White-faced capuchin monkeys in Costa Rica displayed a surprising ability to withstand extreme drought conditions, according to a new study led by University of California, Los Angeles (UCLA) researchers.
The research highlights how a robust stress response during mild droughts prepared these capuchin monkeys to endure catastrophic events like the severe El Niño drought from 2014 to 2016.
The study offers fresh insights into the adaptive role of stress responses in wild animals, with implications for both evolutionary biology and conservation.
Stress is often viewed as harmful, associated with “wear-and-tear” on the body. However, this study aimed to explore how the physiological stress response might serve an adaptive function.
“We wanted to understand how the stress response adaptively helps these individuals survive greater challenges,” explained Susan Perry, a UCLA evolutionary anthropologist and co-author of the study.
Perry and her team leveraged the devastating El Niño drought as a natural experiment to investigate how hormonal stress responses correlated with survival outcomes in white-faced capuchin monkeys.
The El Niño drought, the most severe in recent history, significantly altered the lives of the monkeys at the Lomas Barbudal Capuchin Monkey Project in Guanacaste, Costa Rica.

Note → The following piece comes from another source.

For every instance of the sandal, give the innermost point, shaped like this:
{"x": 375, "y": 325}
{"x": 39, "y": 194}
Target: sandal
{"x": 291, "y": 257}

For over 35 years, Perry and her team have documented the lives and social behaviors of these monkeys.
However, the extreme drought pushed the population to its limits, with widespread food shortages leading to visible weight loss, abandonment of infants, and drastically reduced caretaking behaviors. Mortality rates soared, especially among infants and older females.
According to Perry, this was the only time in their longitudinal study that these monkeys, who are usually behaviorally flexible, did not manage to adapt to an environmental stressor by simply changing how they behaved.
The researchers analyzed fecal samples collected between 2008 and 2013 from 28 female monkeys – 14 who survived the drought and 14 who did not. These samples contained glucocorticoids, hormones that regulate metabolism, immune response, and inflammation.
The findings revealed that monkeys exhibiting a more pronounced rise in glucocorticoid levels during mild droughts were significantly more likely to survive the severe El Niño drought. This result held true even after accounting for variables like pregnancy and time of day.
The study provides a clearer understanding of how an adaptive stress response looks in this species. These findings suggest that a steeper hormonal response to milder stressors might prepare individuals to cope with more extreme challenges in the future.
The research underscores the importance of longitudinal studies in understanding how animals cope with increasingly extreme weather events caused by climate change.
Perry’s team believes that such studies can reveal which species possess the physiological flexibility to adapt to rapidly changing environments and which are more vulnerable.
For instance, the white-faced capuchins’ inability to adapt behaviorally during the drought marked a stark departure from their usual flexibility, raising questions about the limits of such adaptability in other species.
Long-term data like this can help conservationists identify species or populations at risk and guide interventions.
According to the experts, a population of highly endangered animals that cannot quickly adapt to change might need to be moved to a place that now has climatic conditions that match the environment in which that population evolved.
The study not only sheds light on the origins and maintenance of individual differences in stress responses but also has broader implications for evolutionary biology. Understanding how certain physiological traits enhance survival can provide clues about the pressures that shape species over time.
As climate change continues to intensify, studies like this are essential for identifying species’ resilience thresholds and informing conservation strategies.
For white-faced capuchins, their robust stress response during mild droughts was a life-saving adaptation during an extreme environmental crisis – offering a glimmer of hope for the survival of species in an increasingly volatile world.